Once this system of compounded coercion was enacted, the bureaucracy added yet another layer to it. The Department of Health and Human Services issued a regulation ordering individuals to buy health insurance that covered abortion-inducing drugs and devices and employers to provide insurance that covered these things.
The Obama administration even sought to apply this rule to Christian business owners, Catholic schools and orders of Catholic nuns.
That is where freedom stood in Obama's America.
Then the nation elected a Republican House, Senate and president pledging to repeal and "replace" Obamacare.
This week, the Republican House unveiled its legislation to do just that.
The bill, says a summary published by the House Ways and Means Committee, "would reduce the penalty to zero for failure to maintain minimum essentially coverage; effectively repealing the individual mandate."
But the Republicans would replace the Obamacare penalty with their own penalty — politely called the "Continuous Health Insurance Coverage Incentive."
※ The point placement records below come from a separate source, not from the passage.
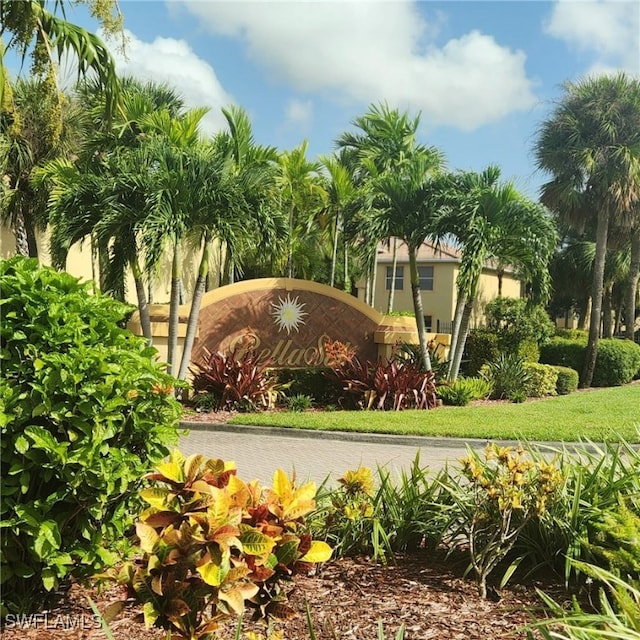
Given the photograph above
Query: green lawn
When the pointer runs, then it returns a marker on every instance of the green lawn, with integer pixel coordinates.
(598, 415)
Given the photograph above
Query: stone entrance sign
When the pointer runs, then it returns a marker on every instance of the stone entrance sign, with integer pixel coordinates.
(286, 320)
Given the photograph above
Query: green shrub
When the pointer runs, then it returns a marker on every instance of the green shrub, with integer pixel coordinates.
(542, 379)
(299, 402)
(212, 545)
(617, 363)
(567, 381)
(564, 352)
(579, 335)
(86, 409)
(507, 376)
(464, 390)
(481, 347)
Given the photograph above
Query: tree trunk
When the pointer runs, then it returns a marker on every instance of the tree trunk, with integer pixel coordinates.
(334, 254)
(602, 232)
(462, 338)
(418, 311)
(143, 307)
(455, 330)
(392, 283)
(584, 313)
(607, 311)
(194, 312)
(632, 285)
(20, 233)
(174, 309)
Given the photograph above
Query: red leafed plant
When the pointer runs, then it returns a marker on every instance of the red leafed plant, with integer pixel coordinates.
(382, 385)
(238, 380)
This Republican "incentive" would give Americans 63 days to buy health insurance — or else.
"Beginning in open enrollment for benefit year 2019," says a summary published by the House Energy and Commerce Committee, "there will be a 12-month look back period to determine if the applicant went longer than 63 days without continuous health insurance coverage. If the applicant had a lapse in coverage of greater than 63 days, issuers will assess a flat 30 percent late-enrollment surcharge on top of their base premium based on their decision to forego coverage."
The Republicans intend to replace the Obamacare subsidies with a "refundable tax credit" — which can be paid to someone who owes no tax.
This subsidy, according to Ways and Means, will be determined by age and income, rising from $2,000 per year per person for individuals under 30 to $4,000 per year per person over 60. Individuals will be eligible for the full credit if they have incomes up to $75,000, and joint filers will be eligible with incomes up to $150,000.
"The credits are additive for a family and capped at $14,000," says the committee's summary.
So, one family that does not pay taxes could get up to $14,000 in cash — from families that do pay taxes or from newly issued government debt — to buy insurance the government insists they must buy in 2019 or face a 30 percent surcharge when they do.
Americans who work, support themselves and do not take government subsidies are not the beneficiaries of this Obamacare repeal — or, that is, this Republican "replacement."
Terence P. Jeffrey is the editor-in-chief of CNSnews.com.